Quatre immigrants originaires de la Côte-d’Ivoire ont récemment ouvert une épicerie offrant des produits à Sept-Îles afin d’offrir aux nouveaux arrivants des saveurs de leur pays d’origine.
Justice Ahui est une entrepreneuse dans l’âme. C’est d’abord en achetant un petit commerce d’entretien d’aspirateur qu’elle et son conjoint se sont lancés en affaires à Sept-Îles.
«J’ai vraiment aimé le truc. Je suis tombé en amour avec les balayeuses», a-t-elle affirmé, tout sourire, en entrevue à TVA Nouvelles.
Mais rapidement, l’idée d’ouvrir une petite épicerie spécialisée s’est imposée devant une demande exprimée par les immigrants, de plus en plus nombreux à s’établir à Sept-Îles.
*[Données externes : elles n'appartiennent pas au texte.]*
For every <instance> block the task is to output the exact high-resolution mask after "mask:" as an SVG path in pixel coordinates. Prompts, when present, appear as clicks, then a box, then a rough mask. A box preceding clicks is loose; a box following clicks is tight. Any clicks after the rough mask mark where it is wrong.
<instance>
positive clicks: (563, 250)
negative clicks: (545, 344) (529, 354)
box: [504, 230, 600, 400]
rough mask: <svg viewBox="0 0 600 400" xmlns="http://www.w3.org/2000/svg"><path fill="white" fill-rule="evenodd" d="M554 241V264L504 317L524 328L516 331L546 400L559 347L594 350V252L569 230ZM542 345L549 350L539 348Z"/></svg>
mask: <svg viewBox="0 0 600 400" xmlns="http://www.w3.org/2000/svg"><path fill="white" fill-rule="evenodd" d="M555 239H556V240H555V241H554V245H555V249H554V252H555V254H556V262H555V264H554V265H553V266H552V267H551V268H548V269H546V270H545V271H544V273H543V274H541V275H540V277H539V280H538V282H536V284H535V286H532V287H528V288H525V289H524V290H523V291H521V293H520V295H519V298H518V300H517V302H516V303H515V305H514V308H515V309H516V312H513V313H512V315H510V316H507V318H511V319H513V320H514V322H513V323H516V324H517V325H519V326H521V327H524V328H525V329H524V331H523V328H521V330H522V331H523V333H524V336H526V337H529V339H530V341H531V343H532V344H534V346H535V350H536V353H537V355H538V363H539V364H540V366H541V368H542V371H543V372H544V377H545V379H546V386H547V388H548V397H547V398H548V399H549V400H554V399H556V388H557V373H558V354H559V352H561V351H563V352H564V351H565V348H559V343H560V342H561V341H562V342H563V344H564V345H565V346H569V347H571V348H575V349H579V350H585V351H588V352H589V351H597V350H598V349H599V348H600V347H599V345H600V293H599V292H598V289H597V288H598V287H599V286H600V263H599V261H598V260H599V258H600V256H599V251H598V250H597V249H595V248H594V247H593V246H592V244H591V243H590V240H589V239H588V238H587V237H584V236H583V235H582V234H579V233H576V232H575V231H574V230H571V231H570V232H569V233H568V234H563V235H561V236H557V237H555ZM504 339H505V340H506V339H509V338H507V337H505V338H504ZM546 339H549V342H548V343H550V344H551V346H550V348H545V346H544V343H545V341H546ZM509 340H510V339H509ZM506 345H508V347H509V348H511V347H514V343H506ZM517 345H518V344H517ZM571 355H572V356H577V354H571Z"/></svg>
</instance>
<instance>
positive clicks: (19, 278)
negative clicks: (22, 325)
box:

C’est ainsi qu’est née l’Épicerie tropicale, fruit d’une association avec un autre couple originaire de la Côte-d’Ivoire. Les quatre actionnaires ont longuement consulté des clients potentiels, immigrants ou non, et ont finalement ouvert leur épicerie, à même local de Monsieur Balayeuse.
«On se sent bien au Canada, c’est vrai. Mais on a toujours envie de manger un petit quelque chose qui vient de chez», a confié Justice Ahui.
«Nous, ça nous fait vraiment plaisir de savoir qu’avec ça, il y a du monde qui va venir et demeurer à Sept-Îles», a affirmé sa partenaire d’affaires, Christelle Sonia Zagnidjys. Elle estime que l’ouverture du commerce contribuera à la rétention des immigrants dans la ville nord-côtière.
«Quand on a fait le sondage, on s’est rendu compte que c’est ça qui revenait : ‘’Ah, moi je viens ici juste pour travailler. Un an et je m’en vais. Je ne veux pas rester parce que c’est trop difficile. C’est loin d’être sur la Côte-Nord et en plus, on ne trouve pas ce qu’on veut’’. Pourquoi ne pas partir une épicerie?», a expliqué Mme Zagnidjys.
Le démarrage de l’épicerie tropicale a été réalisé sobrement, mais ses actionnaires ont déjà un projet d’expansion qui sera réalisé à la suite d’une campagne de sociofinancement.